Limit product viewing options

Since online shoppers can't pick up an item, they can't spin it around, know the exact size and get a really good understanding of whether it will be for them - at least that's been the argument against shopping online for so many years. Savvy retailers, however, have embedded 360-degree views of products, added zoom capabilities, included real-life models (complete with their measurements) and added videos in order for customers to get - some could argue - an almost better view of the product than a person could in-store. Similarly, the ability for users to upload photos of the product in the "real world" adds to the viewing options and helps shoppers make decisions. 

Omit filtering

Navigating an e-commerce website can be time consuming if the retailer hasn't set up aides along the way. Whether a gift giver is browsing the site or looking for something in particular, filtering options can help them get where they want to be faster. Filters to consider this holiday season are "gifts for her," "gifts for him," but at the bare minimum a product search results page should include filtering options like size, color and price.
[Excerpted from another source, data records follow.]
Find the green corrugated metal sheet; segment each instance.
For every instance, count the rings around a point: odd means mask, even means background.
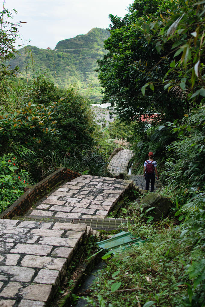
[[[110,239],[98,242],[97,244],[103,249],[112,251],[113,254],[115,254],[117,252],[120,252],[132,244],[139,245],[144,242],[144,240],[141,240],[140,238],[134,238],[130,231],[121,231]]]

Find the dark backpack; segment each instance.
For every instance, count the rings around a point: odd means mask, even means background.
[[[149,163],[146,161],[147,165],[145,167],[145,170],[147,174],[153,174],[154,172],[155,167],[153,164],[152,164],[153,161]]]

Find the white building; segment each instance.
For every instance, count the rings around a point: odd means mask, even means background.
[[[95,114],[96,121],[98,125],[103,127],[107,126],[109,122],[112,122],[115,120],[113,108],[111,107],[111,103],[94,103],[91,107]]]

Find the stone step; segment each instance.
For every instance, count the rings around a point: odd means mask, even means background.
[[[85,224],[0,220],[0,305],[49,306],[91,231]]]
[[[120,173],[127,174],[128,164],[134,154],[129,149],[120,150],[115,155],[109,163],[107,171],[117,177]]]
[[[65,220],[101,221],[133,186],[129,180],[83,175],[37,202],[25,217],[35,221],[0,220],[0,305],[49,306],[78,247],[93,231]]]
[[[145,189],[146,186],[146,182],[144,177],[143,175],[128,175],[128,177],[130,180],[132,181],[136,186],[139,187],[140,190],[144,190]],[[149,189],[151,186],[150,185]],[[157,190],[159,190],[161,188],[163,187],[163,185],[162,184],[160,179],[157,180],[155,179],[155,187],[154,189],[154,191],[155,192]]]

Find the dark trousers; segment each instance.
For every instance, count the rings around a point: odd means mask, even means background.
[[[145,174],[145,180],[146,181],[146,187],[145,190],[149,190],[149,182],[151,180],[151,192],[153,192],[154,191],[154,187],[155,186],[155,175],[153,175],[152,174]]]

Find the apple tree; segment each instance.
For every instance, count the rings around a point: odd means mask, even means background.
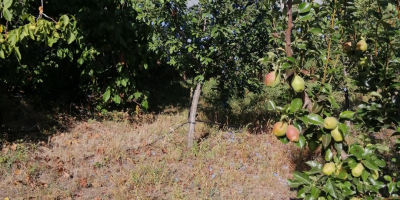
[[[261,59],[275,64],[266,82],[282,72],[293,89],[291,104],[273,106],[281,118],[272,132],[283,143],[320,149],[323,159],[307,161],[310,170],[295,171],[289,185],[305,199],[397,197],[399,174],[390,166],[399,166],[383,155],[398,149],[376,135],[400,130],[399,2],[271,2],[279,47]],[[346,95],[355,93],[364,100],[349,104]]]
[[[0,6],[0,86],[36,85],[39,67],[30,66],[32,53],[46,57],[44,50],[57,43],[76,40],[76,19],[67,14],[51,15],[40,1],[3,0]],[[65,12],[64,12],[65,13]]]
[[[194,79],[189,117],[188,147],[193,144],[194,124],[201,86],[214,78],[222,98],[243,96],[245,89],[260,91],[259,57],[268,49],[265,1],[203,1],[140,3],[153,12],[143,20],[155,29],[150,49],[162,52],[163,61]],[[165,10],[169,12],[165,12]]]

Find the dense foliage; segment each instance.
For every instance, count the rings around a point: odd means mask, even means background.
[[[394,132],[392,136],[398,134],[398,14],[396,1],[346,0],[322,4],[289,0],[282,12],[272,13],[280,23],[276,31],[288,30],[280,38],[286,52],[270,51],[264,61],[276,63],[277,71],[285,70],[285,78],[299,94],[291,104],[276,107],[282,114],[280,124],[295,128],[288,127],[286,135],[280,136],[283,126],[278,124],[274,133],[300,148],[322,146],[326,162],[308,161],[311,170],[294,172],[289,183],[299,188],[299,198],[398,195],[397,172],[386,174],[390,165],[398,164],[382,157],[390,151],[390,138],[375,137],[387,130]],[[301,73],[312,67],[316,74]],[[304,83],[292,82],[313,76],[318,84],[307,88],[307,95],[302,92]],[[367,99],[341,107],[333,92],[342,88]]]
[[[283,80],[292,101],[266,105],[281,116],[273,132],[283,143],[320,148],[325,159],[294,172],[289,184],[299,198],[399,194],[398,162],[383,157],[398,156],[399,139],[374,136],[400,132],[398,0],[1,3],[2,91],[90,95],[100,111],[130,102],[147,109],[153,94],[143,83],[157,78],[150,69],[192,78],[194,102],[210,79],[225,102]],[[366,99],[341,106],[334,93],[343,90]]]

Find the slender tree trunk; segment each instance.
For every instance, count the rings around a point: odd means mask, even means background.
[[[187,144],[188,148],[191,148],[193,146],[194,125],[196,122],[197,105],[199,104],[200,93],[201,93],[201,83],[199,82],[196,85],[196,90],[194,91],[193,100],[192,100],[192,106],[190,107],[188,144]]]

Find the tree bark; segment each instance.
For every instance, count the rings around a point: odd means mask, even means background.
[[[196,85],[196,90],[194,91],[192,106],[190,107],[188,143],[187,143],[188,148],[191,148],[193,146],[194,128],[195,128],[194,125],[196,123],[197,105],[199,104],[200,93],[201,93],[201,83],[198,82]]]

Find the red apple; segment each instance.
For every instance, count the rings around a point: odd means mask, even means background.
[[[286,134],[287,127],[288,124],[286,122],[276,122],[272,132],[277,137],[284,136]]]

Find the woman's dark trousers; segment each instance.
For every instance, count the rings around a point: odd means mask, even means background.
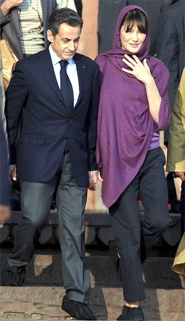
[[[160,148],[148,151],[138,173],[109,208],[114,239],[120,256],[124,299],[145,298],[142,263],[170,221],[168,193]],[[143,222],[138,194],[144,208]]]

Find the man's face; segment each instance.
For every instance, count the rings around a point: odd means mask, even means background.
[[[54,36],[50,30],[48,30],[47,36],[57,56],[62,60],[68,60],[72,58],[77,50],[80,33],[80,26],[74,27],[64,23],[60,25],[56,36]]]

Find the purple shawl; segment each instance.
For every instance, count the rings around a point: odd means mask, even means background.
[[[149,111],[145,86],[134,76],[124,72],[128,68],[122,59],[130,52],[120,48],[120,28],[126,14],[142,8],[128,6],[121,11],[116,27],[112,48],[96,59],[102,73],[98,122],[96,158],[104,182],[102,198],[110,207],[138,172],[146,157],[154,130],[166,128],[170,121],[167,92],[168,72],[164,64],[148,54],[150,30],[136,56],[148,64],[162,100],[159,122],[154,122]]]

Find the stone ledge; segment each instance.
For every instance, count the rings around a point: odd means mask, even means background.
[[[89,256],[88,252],[86,254],[85,262],[90,269],[92,286],[122,286],[108,254],[106,256],[97,254]],[[1,254],[2,268],[7,256]],[[145,286],[152,288],[185,289],[185,278],[171,270],[172,262],[172,258],[148,258],[142,266]],[[29,286],[63,286],[60,255],[34,254],[26,266],[25,283]]]
[[[14,239],[14,229],[18,222],[21,212],[12,211],[10,218],[0,229],[0,242],[12,243]],[[58,244],[58,227],[56,210],[50,210],[51,220],[40,230],[38,242],[41,244],[50,243]],[[144,212],[141,212],[142,217],[144,216]],[[170,213],[174,220],[180,220],[180,214]],[[108,210],[99,211],[86,210],[86,244],[96,245],[100,242],[108,246],[110,240],[114,240],[110,227],[110,217]],[[180,226],[178,226],[180,230]],[[180,232],[178,231],[178,239],[174,244],[180,240]],[[175,239],[176,236],[175,236]]]
[[[62,288],[2,286],[0,316],[14,320],[66,320],[60,308],[64,294]],[[184,321],[185,290],[146,288],[146,294],[141,303],[146,320]],[[121,288],[92,288],[90,306],[98,320],[115,320],[123,304]]]

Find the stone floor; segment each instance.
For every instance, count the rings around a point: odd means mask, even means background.
[[[142,302],[146,320],[184,321],[185,290],[146,289]],[[60,308],[64,290],[60,287],[0,287],[0,320],[64,320]],[[120,288],[97,286],[91,290],[90,306],[100,320],[115,320],[122,311]]]

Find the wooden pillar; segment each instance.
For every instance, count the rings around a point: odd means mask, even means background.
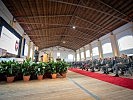
[[[100,40],[98,40],[98,51],[99,51],[99,58],[103,58],[103,49]]]
[[[79,61],[81,61],[81,50],[79,49]]]
[[[27,58],[30,58],[30,47],[31,47],[31,42],[29,42],[28,44],[28,57]]]
[[[20,53],[20,57],[24,56],[24,55],[23,55],[23,48],[24,48],[24,35],[22,35],[22,43],[21,43],[21,53]]]
[[[93,52],[92,52],[92,45],[89,44],[89,50],[90,50],[90,58],[93,58]]]
[[[120,56],[118,42],[116,40],[116,36],[113,33],[110,34],[110,40],[111,40],[113,55]]]
[[[84,60],[86,60],[86,49],[85,47],[83,47],[83,49],[84,49]]]

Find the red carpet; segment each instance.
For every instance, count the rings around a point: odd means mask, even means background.
[[[99,74],[99,73],[95,73],[95,72],[89,72],[89,71],[84,71],[81,69],[77,69],[77,68],[70,68],[70,71],[88,76],[88,77],[92,77],[92,78],[96,78],[105,82],[109,82],[115,85],[119,85],[122,87],[126,87],[129,89],[133,90],[133,79],[128,79],[128,78],[122,78],[122,77],[113,77],[113,76],[109,76],[106,74]]]

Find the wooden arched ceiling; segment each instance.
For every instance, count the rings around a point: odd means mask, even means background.
[[[133,0],[2,1],[40,49],[77,50],[133,21]]]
Treat visitors like a stranger

Ninety-three percent of retail decision makers say service personalization is a strategic focus, but only one one-quarter of consumers feel as though they are receiving a consistent, personal experience across channels. It may seem like a retailer doesn't know much about a first-time holiday shopper, but that couldn't be further from the truth. With Monetate, for instance, retailers can leverage location data to serve them relevant information. Also, if it's a person's first visit, a retailer can recognize this and welcome to the site. The next time they visit, however, the merchant better serve them content about their last visit (items viewed, suggested products, etc.).
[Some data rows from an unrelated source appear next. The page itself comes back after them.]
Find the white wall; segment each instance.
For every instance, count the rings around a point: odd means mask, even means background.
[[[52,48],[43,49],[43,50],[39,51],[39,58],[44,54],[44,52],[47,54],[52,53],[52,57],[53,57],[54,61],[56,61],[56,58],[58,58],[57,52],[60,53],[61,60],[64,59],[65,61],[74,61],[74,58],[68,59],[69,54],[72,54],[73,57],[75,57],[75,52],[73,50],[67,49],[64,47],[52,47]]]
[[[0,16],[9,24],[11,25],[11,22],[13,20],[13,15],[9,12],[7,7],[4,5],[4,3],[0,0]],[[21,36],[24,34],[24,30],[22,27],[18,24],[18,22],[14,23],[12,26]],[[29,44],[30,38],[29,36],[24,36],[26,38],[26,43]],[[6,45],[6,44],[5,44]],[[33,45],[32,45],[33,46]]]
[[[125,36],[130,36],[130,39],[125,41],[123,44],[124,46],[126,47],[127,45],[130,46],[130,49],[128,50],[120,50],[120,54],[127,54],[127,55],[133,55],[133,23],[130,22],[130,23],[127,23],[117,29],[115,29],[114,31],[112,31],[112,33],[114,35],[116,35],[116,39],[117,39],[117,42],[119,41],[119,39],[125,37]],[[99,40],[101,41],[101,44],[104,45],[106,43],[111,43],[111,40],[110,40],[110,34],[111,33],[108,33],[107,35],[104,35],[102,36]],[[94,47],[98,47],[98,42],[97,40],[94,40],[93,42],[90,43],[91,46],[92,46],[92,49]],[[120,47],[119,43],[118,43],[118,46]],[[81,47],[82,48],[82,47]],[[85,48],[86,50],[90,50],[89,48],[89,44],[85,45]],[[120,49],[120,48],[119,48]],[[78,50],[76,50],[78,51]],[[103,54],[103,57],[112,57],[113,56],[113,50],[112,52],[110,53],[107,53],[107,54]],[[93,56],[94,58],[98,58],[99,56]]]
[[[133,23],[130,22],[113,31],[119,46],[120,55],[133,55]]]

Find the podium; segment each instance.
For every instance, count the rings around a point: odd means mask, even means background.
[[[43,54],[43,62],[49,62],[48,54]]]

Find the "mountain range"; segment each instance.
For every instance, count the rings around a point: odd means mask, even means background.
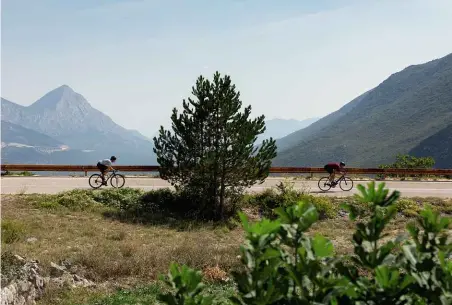
[[[3,163],[93,164],[113,154],[121,164],[157,163],[152,139],[119,126],[67,85],[27,107],[2,98],[1,112]],[[268,120],[259,141],[315,120]]]
[[[121,164],[155,164],[150,139],[125,129],[69,86],[30,106],[1,100],[3,163],[92,164],[116,155]]]
[[[452,168],[452,54],[412,65],[338,111],[277,140],[274,166],[392,163],[432,155]]]
[[[271,119],[265,121],[265,132],[257,137],[257,142],[261,143],[262,140],[273,138],[280,139],[292,132],[303,129],[316,122],[319,118],[309,118],[305,120],[295,119]]]
[[[30,106],[1,100],[3,163],[157,164],[153,142],[93,108],[69,86]],[[390,75],[339,110],[307,120],[273,119],[258,137],[277,139],[274,166],[392,163],[399,153],[452,168],[452,54]]]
Old Navy has an interesting strategy to help the customer help themselves, asking permission to send them an "exclusive link" to shop anywhere, on any device (allowing Old Navy to associate each device with that account). The old "onion" adage is certainly true with online shoppers, but it's the retailer's job to pull back those layers and then leverage the insights gained to personalize their experience. 

Happily Ever After

Relationships are hard work, and the relationship between a retailer and their customers is no different. While holiday shoppers will come and go, providing them a great first-time experience increases the chances they will convert then or come back again later to complete their purchase. Additionally, a great first purchase can lead to many more if the retailer plays their cards right when the holiday season is all packed away.